サンディエゴ郡保健福祉課の発表によると、昨年11月から今年9月1日までに同郡内でA型肝炎と診断された人は379人に達し、そのうち15人が死亡した。

今回のA型肝炎の流行は例外的に速い感染ペースを示しており、郡当局は9月1日に非常事態宣言を発した。

緊急対策として、発生源とみられるSD市街地東部のホームレス密集地域を対象に、20個の簡易手洗所を同日の午前中に設置し、さらに翌2日までに20個の手洗所を加設している。

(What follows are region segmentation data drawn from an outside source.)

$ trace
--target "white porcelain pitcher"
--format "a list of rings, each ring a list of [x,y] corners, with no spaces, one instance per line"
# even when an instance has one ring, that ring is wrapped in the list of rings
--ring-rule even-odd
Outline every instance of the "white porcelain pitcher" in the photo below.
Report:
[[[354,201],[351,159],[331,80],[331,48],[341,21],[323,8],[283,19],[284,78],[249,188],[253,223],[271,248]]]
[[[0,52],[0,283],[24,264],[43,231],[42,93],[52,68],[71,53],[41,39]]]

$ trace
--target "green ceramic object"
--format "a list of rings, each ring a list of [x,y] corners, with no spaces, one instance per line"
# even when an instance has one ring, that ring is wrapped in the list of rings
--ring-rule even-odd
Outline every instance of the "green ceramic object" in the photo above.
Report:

郡保健福祉課の緊急公衆衛生プランとして、まず高圧水洗浄機で汚染地域の糞 (ふん) 便などを完全清掃し、その後で簡易手洗所の設置に着手した。

A型肝炎は糞便を介しての経口感染のほか、加熱不十分のままウイルスに汚染された野菜・魚介類を食べたり、性交渉を通しても感染する。

小児は比較的軽症で終息する傾向にあるが、成人は黄疸 (おうだん)、発熱、下痢、嘔吐 (おうと)、倦怠感などの症状を呈し、高齢者ほど重篤になる危険性が高くなる。

予防としては、手洗い励行や十分な加熱調理を心掛けるほか、ワクチン接種による免疫強化も有効対策となる。